Há um número considerável de dependentes de álcool e outras drogas no Brasil, e, como consequência disso, a procura por espaços que visem ao tratamento dessas dependências tende a ser cada vez maior. Diante disso, os CAPS AD são um novo dispositivo de tratamento ao dependente químico, mas ainda pouco se tem estudado a respeito do papel dos enfermeiros que atuam nesses serviços e suas representações a respeito do usuário; ainda, a maioria dos estudos disponíveis foi realizado em serviços gerais de atendimento à saúde, revelando que esses enfermeiros possuem percepções e atitudes negativas diante do paciente com dependência química. Este estudo objetivou identificar as representações sociais dos enfermeiros de Centros de Atenção Psicossocial Álcool e outras Drogas do Município de São Paulo a respeito do dependente químico.


MÉTODO

Pesquisa descritiva com abordagem qualitativa exploratória, com referencial teórico-metodológico da Teoria das Representações Sociais (TRS)13. As representações sociais (RS) têm função constitutiva da realidade, da única realidade que conhecíamos por experiência e na qual a maioria das pessoas se movimenta13.
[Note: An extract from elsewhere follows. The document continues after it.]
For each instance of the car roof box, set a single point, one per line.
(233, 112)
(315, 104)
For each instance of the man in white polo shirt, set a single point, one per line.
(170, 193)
Por isso, as representações sociais orientam e organizam as condutas e comunicações sociais e intervêm em processos variados, tais como a difusão e assimilação dos conhecimentos, o desenvolvimento individual e coletivo, a definição das identidades pessoais e sociais, a expressão dos grupos e as transformações sociais. São, ainda, definidas como "uma forma de conhecimento, socialmente elaborada e partilhada, tendo uma visão prática e concorrendo para a construção de uma realidade comum a um conjunto social"14. Desta forma, as representações sociais são constituídas por uma forma de conhecimento prático que leva em consideração o saber do senso comum, e é uma orientação para a ação que, por sua vez, engloba uma rede de representações que ligam o objeto ao contexto.15

Nas representações sociais, o objeto de pesquisa deve ter requisitos conceituais adequados à teoria para instruí-lo; além disso, deve ser algo que possua relevância social e acadêmica. Assim, as representações sociais de enfermeiros de um Centro de Atenção Psicossocial em Álcool e outras Drogas acerca do dependente químico compõem o corpo de conhecimento da enfermagem, e importam não só aos enfermeiros, mas também à população que é atendida por eles.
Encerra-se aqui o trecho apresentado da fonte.